Thanks Tanny! I have just agreed to do a stand up comedy gig in January (always fancied giving it a go and now I have a chance to die on stage). I expect that now I have decided to do that I will immediately get pg and be too Ill/tired to be funny, or even turn up. I'm just so fed up with putting life on hold! My reflexologist is coming round for a home visit at 9:00 tonight so that'll be nice.

Thanks all. I just don't know what to do. baking 'lack of evidence' was not my phrase, but the Dr I first saw in St. Mary's. The developmental issues were: NT of 9mm (normal is around 2.18, downs syndrome would be thicker, but 9mm is grossly abnormal) bilateral pleural effusions (fluid on the lungs) oedema everywhere, ascites, tachycardia (raised HB). Given 90% chance of death in utero. There is no way, given the condition of the foetus, that pregnancy would have successful, so we decided to end it. Dreadful.

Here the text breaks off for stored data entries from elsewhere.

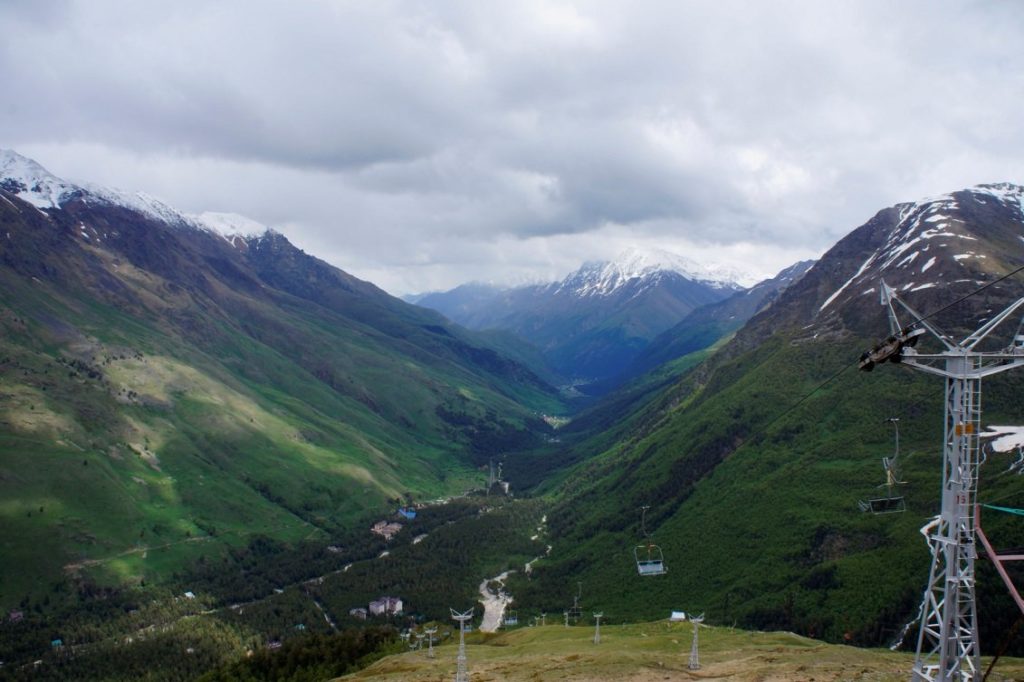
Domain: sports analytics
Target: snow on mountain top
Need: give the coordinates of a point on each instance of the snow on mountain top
(930, 228)
(229, 224)
(31, 182)
(603, 278)
(140, 202)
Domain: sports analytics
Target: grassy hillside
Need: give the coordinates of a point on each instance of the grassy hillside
(754, 501)
(154, 410)
(648, 651)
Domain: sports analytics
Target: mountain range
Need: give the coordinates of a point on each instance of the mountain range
(752, 461)
(166, 383)
(594, 323)
(180, 394)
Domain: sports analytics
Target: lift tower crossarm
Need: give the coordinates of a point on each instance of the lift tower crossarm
(889, 295)
(947, 641)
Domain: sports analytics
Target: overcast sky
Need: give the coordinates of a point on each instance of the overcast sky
(423, 144)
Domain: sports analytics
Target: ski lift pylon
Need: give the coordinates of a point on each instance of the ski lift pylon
(649, 558)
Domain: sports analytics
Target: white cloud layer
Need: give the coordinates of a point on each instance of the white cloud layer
(421, 144)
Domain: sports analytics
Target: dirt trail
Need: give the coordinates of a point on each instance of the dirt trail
(494, 602)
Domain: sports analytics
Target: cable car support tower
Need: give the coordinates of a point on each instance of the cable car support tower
(947, 641)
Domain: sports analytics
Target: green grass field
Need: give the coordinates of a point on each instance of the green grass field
(660, 650)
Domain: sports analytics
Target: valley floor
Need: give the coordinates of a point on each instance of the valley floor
(660, 650)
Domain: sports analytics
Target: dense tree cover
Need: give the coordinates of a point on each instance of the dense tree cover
(312, 657)
(268, 592)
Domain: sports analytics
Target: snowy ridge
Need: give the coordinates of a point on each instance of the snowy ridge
(603, 279)
(33, 183)
(929, 231)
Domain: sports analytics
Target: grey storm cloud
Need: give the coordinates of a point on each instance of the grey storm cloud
(426, 143)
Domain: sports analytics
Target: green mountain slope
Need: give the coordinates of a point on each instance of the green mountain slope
(165, 391)
(754, 462)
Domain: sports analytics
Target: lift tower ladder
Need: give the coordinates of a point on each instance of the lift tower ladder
(947, 641)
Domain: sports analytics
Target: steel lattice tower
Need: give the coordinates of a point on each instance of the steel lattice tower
(947, 641)
(430, 632)
(461, 674)
(694, 658)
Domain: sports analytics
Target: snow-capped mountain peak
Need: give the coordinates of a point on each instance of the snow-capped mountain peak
(33, 183)
(229, 225)
(604, 278)
(933, 241)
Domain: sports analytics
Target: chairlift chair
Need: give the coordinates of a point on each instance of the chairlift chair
(891, 503)
(649, 558)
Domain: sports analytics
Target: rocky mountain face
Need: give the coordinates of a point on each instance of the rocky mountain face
(592, 325)
(713, 322)
(753, 462)
(201, 380)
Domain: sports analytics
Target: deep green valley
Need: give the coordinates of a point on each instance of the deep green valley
(198, 433)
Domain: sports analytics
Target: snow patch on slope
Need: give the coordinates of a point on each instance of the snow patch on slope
(603, 279)
(33, 183)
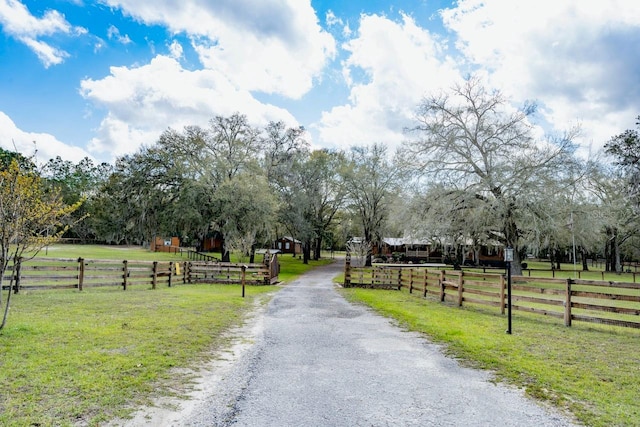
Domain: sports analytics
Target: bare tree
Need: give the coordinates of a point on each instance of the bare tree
(372, 180)
(471, 140)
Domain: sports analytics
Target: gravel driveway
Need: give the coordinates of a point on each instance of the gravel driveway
(310, 358)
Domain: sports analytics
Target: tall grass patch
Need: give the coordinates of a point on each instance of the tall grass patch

I'm about to go and eat dinner, so I'll stop in a minute, promise!

Purple, I can only echo Cat and Baking. Fight your corner. And good luck.

Ooh, dinner time!

Also prof Reagan saying my TEG is normal in pregnant and Mr.Rai saying it isn't is just frustrating. Prof Reagan is not a fan of the 'clexane anyway' and quotes a study where using meds with no real reason to gives a worse outcome. For every study that says one thing, there's another that says something else. Yes in 10 years we'll all be saying 'Ahhhh..that was it' - definitely too late for me.

It would be a lot easier if all the 'experts' could agree with each other!
bootles sorry if typing all that out upset you, I was just wondering if that loss was consistent with a dodgy implantation since no genetic cause was found. Just bloody heartbreaking to get to a 12 week scan and then find problems when you've struggled so hard to get that far

Its ok baking typing it is cathartic really. I just don't know if those problems can be caused by implantation issues - it looked fine at 8 week scan. OH finds my indecisive nature frustrating and thinks it's worth giving Coventry a go. Maybe I'll just book an appointment..and see how I feel nearer the time..

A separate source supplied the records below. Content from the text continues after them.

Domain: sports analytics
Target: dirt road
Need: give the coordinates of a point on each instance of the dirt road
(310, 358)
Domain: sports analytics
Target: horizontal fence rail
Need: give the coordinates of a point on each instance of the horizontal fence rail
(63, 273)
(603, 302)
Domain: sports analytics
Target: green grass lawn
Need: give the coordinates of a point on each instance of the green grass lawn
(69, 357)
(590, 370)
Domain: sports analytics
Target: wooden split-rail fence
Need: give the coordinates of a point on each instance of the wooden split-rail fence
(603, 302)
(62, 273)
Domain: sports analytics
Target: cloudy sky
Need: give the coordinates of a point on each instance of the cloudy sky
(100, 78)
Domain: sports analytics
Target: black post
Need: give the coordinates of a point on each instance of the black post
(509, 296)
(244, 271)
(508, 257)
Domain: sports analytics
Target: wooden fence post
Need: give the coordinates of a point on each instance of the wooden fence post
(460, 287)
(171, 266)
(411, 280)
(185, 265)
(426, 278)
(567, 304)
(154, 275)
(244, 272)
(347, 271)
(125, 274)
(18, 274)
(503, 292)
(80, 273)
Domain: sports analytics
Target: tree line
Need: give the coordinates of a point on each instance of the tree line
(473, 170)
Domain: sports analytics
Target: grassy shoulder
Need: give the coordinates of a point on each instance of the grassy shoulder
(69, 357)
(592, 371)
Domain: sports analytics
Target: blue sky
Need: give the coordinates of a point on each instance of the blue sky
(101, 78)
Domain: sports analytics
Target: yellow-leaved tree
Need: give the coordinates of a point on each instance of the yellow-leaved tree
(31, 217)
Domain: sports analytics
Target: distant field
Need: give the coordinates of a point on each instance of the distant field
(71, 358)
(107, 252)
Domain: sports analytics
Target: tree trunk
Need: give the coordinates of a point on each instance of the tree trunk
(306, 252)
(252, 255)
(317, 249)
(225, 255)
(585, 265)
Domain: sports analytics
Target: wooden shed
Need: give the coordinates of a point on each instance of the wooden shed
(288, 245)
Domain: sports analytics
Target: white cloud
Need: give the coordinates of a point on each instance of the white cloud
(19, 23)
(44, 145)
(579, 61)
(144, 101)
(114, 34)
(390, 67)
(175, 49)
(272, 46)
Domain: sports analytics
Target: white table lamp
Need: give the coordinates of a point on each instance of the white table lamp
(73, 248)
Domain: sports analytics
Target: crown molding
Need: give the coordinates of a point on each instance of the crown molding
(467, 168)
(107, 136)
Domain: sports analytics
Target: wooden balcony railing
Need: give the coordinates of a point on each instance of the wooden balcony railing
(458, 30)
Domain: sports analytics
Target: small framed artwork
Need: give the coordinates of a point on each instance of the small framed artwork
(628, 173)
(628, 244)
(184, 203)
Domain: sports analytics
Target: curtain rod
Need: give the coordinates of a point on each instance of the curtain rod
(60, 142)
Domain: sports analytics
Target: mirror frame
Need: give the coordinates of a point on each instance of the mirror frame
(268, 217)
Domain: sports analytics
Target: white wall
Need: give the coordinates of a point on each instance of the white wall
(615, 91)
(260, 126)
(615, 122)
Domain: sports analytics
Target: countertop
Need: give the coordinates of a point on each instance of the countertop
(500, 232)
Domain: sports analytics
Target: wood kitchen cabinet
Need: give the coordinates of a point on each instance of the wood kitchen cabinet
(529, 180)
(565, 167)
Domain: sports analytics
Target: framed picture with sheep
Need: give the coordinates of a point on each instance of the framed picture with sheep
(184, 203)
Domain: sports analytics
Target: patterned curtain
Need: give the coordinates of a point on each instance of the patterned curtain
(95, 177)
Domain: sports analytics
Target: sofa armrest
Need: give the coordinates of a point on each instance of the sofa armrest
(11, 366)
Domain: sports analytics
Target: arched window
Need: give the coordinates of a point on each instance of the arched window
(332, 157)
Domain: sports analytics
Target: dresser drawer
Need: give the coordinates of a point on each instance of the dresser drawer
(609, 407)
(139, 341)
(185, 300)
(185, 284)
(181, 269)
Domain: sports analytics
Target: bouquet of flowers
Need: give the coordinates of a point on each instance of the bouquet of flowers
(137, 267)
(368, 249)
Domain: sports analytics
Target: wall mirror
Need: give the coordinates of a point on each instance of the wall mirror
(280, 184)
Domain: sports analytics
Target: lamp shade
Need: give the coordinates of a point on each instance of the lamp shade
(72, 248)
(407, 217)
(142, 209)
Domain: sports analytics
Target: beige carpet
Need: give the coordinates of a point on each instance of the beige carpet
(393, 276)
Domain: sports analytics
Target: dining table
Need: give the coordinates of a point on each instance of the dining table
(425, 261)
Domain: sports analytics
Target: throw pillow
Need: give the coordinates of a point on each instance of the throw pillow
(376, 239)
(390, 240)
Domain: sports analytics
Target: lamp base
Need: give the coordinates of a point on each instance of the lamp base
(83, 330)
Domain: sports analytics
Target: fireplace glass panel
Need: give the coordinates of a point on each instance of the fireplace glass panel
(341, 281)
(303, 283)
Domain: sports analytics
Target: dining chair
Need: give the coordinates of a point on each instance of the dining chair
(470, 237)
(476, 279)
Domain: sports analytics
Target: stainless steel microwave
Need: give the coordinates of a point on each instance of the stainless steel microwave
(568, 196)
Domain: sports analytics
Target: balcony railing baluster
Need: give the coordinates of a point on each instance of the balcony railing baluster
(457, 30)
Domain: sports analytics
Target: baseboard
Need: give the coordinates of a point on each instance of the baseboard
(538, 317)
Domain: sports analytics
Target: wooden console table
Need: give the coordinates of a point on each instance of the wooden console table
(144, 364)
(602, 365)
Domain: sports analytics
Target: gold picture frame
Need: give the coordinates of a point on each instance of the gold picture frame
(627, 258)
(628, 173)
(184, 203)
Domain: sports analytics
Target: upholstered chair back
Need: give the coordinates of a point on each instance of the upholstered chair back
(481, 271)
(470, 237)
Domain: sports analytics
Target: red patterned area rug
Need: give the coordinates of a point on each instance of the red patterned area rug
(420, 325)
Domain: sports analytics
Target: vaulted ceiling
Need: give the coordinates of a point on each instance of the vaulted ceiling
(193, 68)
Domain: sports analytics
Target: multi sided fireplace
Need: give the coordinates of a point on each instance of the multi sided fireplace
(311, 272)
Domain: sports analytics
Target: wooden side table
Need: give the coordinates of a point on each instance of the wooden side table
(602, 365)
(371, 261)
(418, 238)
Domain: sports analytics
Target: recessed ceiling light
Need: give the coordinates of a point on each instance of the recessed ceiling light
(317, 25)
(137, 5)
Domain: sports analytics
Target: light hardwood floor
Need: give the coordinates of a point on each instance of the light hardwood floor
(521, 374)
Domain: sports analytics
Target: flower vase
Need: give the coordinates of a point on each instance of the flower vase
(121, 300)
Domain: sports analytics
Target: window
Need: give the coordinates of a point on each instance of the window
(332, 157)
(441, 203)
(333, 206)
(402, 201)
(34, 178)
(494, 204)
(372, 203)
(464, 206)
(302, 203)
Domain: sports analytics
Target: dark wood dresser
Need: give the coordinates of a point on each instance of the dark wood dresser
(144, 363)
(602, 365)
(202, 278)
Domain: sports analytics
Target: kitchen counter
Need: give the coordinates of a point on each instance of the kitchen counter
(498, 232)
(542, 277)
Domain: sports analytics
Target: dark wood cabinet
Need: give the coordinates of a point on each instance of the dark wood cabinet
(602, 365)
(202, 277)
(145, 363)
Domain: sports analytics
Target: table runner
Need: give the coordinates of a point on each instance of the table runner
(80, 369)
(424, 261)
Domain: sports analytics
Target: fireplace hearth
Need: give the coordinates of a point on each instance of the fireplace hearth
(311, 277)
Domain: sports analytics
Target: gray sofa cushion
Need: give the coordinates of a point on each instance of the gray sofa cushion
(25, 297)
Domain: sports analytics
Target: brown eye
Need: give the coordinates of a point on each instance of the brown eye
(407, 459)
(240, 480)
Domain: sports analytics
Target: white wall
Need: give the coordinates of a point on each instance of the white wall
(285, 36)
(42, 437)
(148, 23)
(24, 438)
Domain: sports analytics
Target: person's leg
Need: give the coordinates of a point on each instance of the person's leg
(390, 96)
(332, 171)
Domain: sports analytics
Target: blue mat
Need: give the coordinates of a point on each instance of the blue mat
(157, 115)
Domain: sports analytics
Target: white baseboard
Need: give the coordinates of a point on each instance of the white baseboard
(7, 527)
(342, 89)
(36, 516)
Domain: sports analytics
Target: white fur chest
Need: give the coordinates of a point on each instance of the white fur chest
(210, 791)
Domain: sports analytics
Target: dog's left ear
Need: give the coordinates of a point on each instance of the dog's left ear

Can I ask a stupid question? What is nk testing and how does it help? Are there any risks associated with it? I've just eaten four sausages - bit sure this is going to help me loose a stone...

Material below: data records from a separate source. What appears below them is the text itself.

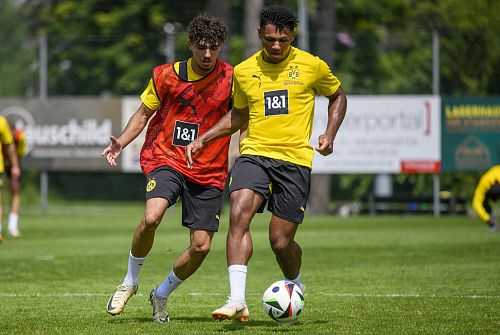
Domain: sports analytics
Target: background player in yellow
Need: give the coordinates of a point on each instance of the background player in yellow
(8, 147)
(19, 141)
(274, 92)
(487, 192)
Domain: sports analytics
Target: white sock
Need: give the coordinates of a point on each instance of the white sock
(169, 285)
(296, 281)
(237, 282)
(13, 221)
(134, 266)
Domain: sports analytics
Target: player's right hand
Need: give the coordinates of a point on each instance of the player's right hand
(191, 150)
(112, 151)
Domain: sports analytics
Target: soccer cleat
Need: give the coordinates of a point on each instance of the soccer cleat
(160, 314)
(232, 310)
(117, 302)
(302, 288)
(14, 233)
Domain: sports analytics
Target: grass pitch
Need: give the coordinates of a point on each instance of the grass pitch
(364, 275)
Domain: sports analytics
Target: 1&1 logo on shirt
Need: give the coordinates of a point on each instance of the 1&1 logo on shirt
(185, 133)
(275, 102)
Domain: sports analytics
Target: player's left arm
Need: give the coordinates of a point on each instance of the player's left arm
(337, 106)
(12, 153)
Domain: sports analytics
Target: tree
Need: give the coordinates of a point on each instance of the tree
(17, 53)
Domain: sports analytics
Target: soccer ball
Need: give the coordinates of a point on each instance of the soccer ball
(283, 301)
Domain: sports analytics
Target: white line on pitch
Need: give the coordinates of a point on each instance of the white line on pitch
(339, 295)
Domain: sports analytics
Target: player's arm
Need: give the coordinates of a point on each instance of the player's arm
(227, 125)
(337, 106)
(12, 153)
(134, 127)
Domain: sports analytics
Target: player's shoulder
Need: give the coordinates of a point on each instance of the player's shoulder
(305, 57)
(224, 64)
(248, 64)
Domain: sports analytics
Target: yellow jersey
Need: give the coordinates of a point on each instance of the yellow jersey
(280, 98)
(486, 181)
(5, 139)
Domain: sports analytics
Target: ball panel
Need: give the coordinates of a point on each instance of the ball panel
(283, 301)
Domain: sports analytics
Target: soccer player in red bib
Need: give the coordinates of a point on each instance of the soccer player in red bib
(181, 102)
(274, 92)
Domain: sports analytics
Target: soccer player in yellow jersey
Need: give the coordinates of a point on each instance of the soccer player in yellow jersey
(273, 98)
(487, 191)
(7, 144)
(19, 141)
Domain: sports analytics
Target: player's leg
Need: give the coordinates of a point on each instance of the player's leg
(163, 189)
(184, 267)
(1, 210)
(239, 249)
(201, 206)
(287, 251)
(142, 243)
(291, 185)
(15, 201)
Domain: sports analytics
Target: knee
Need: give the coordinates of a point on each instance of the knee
(151, 221)
(200, 249)
(279, 243)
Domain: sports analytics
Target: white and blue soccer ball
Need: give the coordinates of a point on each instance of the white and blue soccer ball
(283, 301)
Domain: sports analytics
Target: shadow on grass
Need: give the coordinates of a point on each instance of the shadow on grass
(272, 325)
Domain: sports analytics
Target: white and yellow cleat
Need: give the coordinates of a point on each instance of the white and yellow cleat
(232, 310)
(117, 302)
(160, 314)
(14, 232)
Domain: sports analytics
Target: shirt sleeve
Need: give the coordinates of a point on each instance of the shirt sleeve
(149, 97)
(240, 100)
(326, 82)
(5, 133)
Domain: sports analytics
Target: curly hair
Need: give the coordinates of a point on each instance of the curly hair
(279, 15)
(207, 30)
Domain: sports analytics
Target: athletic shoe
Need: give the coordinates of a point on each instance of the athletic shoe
(232, 310)
(160, 314)
(14, 232)
(302, 288)
(117, 302)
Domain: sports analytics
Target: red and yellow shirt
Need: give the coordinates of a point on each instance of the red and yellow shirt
(187, 109)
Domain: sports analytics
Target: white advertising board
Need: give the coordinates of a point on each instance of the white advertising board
(382, 134)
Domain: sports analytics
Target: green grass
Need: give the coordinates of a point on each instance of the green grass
(364, 275)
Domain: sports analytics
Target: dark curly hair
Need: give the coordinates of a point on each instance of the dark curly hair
(279, 15)
(207, 30)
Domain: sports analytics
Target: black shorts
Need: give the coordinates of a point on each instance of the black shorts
(492, 195)
(285, 185)
(201, 205)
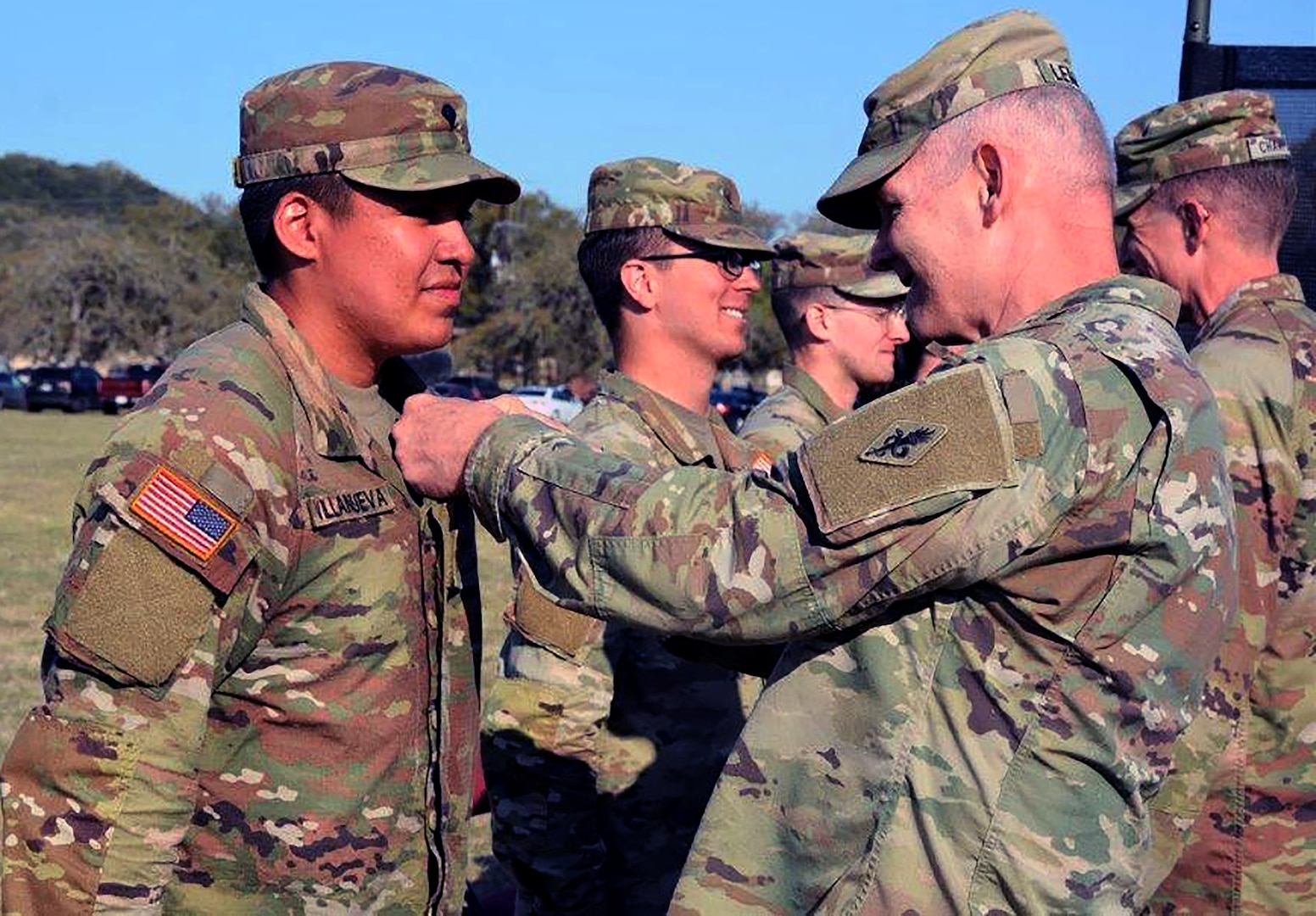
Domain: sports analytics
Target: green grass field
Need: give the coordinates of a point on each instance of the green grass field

Not sure even - silly phone!

Not a silly question at all. NK (natural killer) cells are a subset of T lymphocytes (white blood cells) which are part of the immune system that kill off invading viruses, cancerous cells etc. One of the things thought to cause RMC is an imbalance of the immune system not allowing the body to 'tolerate' the foetus. NK cell levels can be measured in a uterine biopsy (part of the tests done at Coventry implantation clinic) or on a blood sample (controversy whether this relates to uterine levels or not)
One of Prof Q's papers says that the NK cells are only a marker for deficient steroid production, but whichever way you look at it, steroids are the starting point of treatment. The London doctors who also treat this use higher doses and add in other immune modulating treatments like intralipids, IVIG and humira.
The Coventry protocol is they see you at least 2 cycles post MC, definitely not pregnant, and 7-10 days after ovulation. You have a scan, and they take the biopsy by inserting a long flexible tube through the cervix and pulling off a bit of lining, at the same time 'scratching' the lining which has been shown to stimulate a healing response and better linings for the few cycles following. It's comparable to a smear test, discomfort wise. The biopsy is grown in the lab and they assess NK numbers and decidualisation (how well the lining prepares for pregnancy)
I was told there's a small risk of infection, though everything is single use and sterile, and a tiny risk of perforating the uterus.